There was little doubt that the object out there in the dark would survive so many hits, of course, at least physically. If it was made mainly of metal, it was the same mass as one of the larger battleships in the fleet, and if it was made of any lesser and more flexible substance, the blast of a wrecker warhead, optimized as it was for demolishing fixed space installations, would probably have even less effect. Still, Georgi told himself, if it had anything more offensive in store than the net, it probably would have used it by now. 

“Tube one arming.” Snyder added the weapons indicator overlay to the main display. The first one blinked yellow, while the next three remained a dull red, and the final two flat grey. A moment later, the next indicator switched to a blinking orange, and the first stopped blinking. 

“Helm, get us into missile range.” Kato folded her hands. “Set condition one. All gunners stand by.” 

At her words, the ship’s computer sounded the alert klaxon. They’d been at heightened alert since the first evasive burn, so most of the crew had very little to do but switch their stations over to combat condition. The overhead lighting on the bridge dimmed and became redder. 

“Coming about. Mr. Sokol, keep tabs on that net for me.” Georgi switched the controls to manual and placed his hands on the control pads, which swelled into a pair of textured haptic bulges under his hand. Gentle pressure flipped Raywhite’s nose around to face the target, then he brought the drive up to twelve gees.  

“I have a targeting beam lock.” Snyder announced.  

“You may fire when we reach optimal range, Mr. Snyder.” 

“Aye, Skipper.” 

“The net has changed course to follow us. Estimate four minutes until we need to maneuver again.” 

“Time to weapon range?” 

“One minute, fifty seconds. The weapon will be in beam-riding mode, Skipper.” 

“Proceed. Helm, maintain course after launch to ensure optimal tracking. Ready a full-power evasive run on my command.” 

Georgi winced. “Aye, Skipper.” Locking the manual controls for a moment, he keyed in a random-evasive maneuver and a full fifteen-gee burn, ready at the push of a button. “Evasive course prepared at your command.” 

The seconds ticked by. Though the terms of this encounter should have become predictable by now, Georgi’s skin crawled at the idea that he was piloting the ship right toward the object. His left hand itched to slide over to the button to engage evasive. 

“Ten seconds.” Snyder called out. “Secondary missile arm. Five seconds.

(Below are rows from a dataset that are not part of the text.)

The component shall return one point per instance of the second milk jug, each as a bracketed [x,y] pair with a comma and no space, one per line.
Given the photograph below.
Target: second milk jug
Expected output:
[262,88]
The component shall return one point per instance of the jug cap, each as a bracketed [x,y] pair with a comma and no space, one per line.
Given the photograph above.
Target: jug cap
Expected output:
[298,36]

Four.” 

“Net is still safely behind.” Sokol called out. Georgi appreciated this, even though it wasn’t strictly necessary. 

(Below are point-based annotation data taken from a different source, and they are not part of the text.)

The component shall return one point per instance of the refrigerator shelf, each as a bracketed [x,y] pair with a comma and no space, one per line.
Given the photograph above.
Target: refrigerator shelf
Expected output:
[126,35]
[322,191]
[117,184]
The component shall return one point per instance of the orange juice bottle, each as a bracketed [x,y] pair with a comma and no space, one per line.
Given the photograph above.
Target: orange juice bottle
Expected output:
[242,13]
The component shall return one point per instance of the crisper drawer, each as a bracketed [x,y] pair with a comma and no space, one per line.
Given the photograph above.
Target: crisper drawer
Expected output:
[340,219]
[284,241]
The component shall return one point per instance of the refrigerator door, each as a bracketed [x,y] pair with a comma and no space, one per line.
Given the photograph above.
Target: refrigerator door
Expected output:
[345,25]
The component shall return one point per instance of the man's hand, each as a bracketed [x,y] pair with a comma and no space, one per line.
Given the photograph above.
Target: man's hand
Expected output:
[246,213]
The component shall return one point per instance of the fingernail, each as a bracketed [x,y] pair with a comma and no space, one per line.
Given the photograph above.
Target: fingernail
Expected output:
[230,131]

“Two. One. Optimal range.” Snyder’s words were punctuated by a dull thump reverberating through Raywhite’s structure. “Tube one discharged.” 

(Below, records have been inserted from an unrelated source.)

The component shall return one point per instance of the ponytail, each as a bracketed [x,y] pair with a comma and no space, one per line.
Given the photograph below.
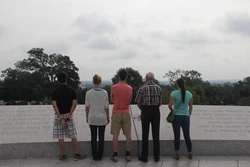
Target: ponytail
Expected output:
[181,85]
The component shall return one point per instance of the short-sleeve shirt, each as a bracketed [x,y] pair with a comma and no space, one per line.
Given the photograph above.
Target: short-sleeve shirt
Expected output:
[181,108]
[149,94]
[122,95]
[97,101]
[64,95]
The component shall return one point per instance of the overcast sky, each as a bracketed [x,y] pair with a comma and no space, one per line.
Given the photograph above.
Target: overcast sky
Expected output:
[101,36]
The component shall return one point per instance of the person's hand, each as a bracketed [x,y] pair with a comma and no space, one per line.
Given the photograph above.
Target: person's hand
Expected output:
[60,117]
[68,116]
[108,120]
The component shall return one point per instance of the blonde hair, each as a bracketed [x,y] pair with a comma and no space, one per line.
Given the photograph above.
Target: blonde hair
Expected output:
[97,79]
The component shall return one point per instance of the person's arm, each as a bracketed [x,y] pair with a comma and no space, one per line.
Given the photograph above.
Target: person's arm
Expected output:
[74,104]
[56,110]
[190,104]
[87,114]
[112,94]
[130,96]
[72,109]
[170,104]
[160,97]
[87,104]
[138,98]
[107,108]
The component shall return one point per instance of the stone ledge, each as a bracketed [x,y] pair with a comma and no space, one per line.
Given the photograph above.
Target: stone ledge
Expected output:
[51,149]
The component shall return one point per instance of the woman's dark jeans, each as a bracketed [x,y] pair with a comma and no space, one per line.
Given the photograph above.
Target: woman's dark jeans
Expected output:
[97,152]
[184,122]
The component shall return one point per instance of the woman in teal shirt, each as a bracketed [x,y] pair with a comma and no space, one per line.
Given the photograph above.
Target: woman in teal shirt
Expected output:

There was a brief flash from the bridge’s tiny armor-glass viewports as the missile’s solid fuel starter charge kicked it free of the ship, which quickly vanished as its main gravitic motor took over outside the disruption radius of Raywhite’s own drive. The missile appeared on the tactical plot as a speeding yellow dart, wavering slightly in its course as it acquired the targeting beam and then straightening out into a hurtling straight-line trajectory right toward the bulbous side of the mystery object. 

“Give me visual on the main display.” Kato steepled her fingers. 

Sokol put the feed from one of the forward telescope cameras on the main display. There was nothing to see; the missile’s gravitic drive was invisible, and the camera could pick out only the brightest few stars. By the displayed magnification, the invisible entity should have filled the middle third of the screen, but nothing could be seen but a blank expanse of void. 

“Impact in three. Two. One.” The dart on the plot disappeared into the foggy indistinct area marked out as being occupied by the object. A moment later, the display blinked a white sphere over the area. “Detonation.” 

A bright flash of light fading into an orange halo filled the camera feed. 

On Georgi’s console, the grav-flux indicator spiked up to three, five, then, to his alarm, ten Mahans. It finally halted at eleven, then began to creep back downward. 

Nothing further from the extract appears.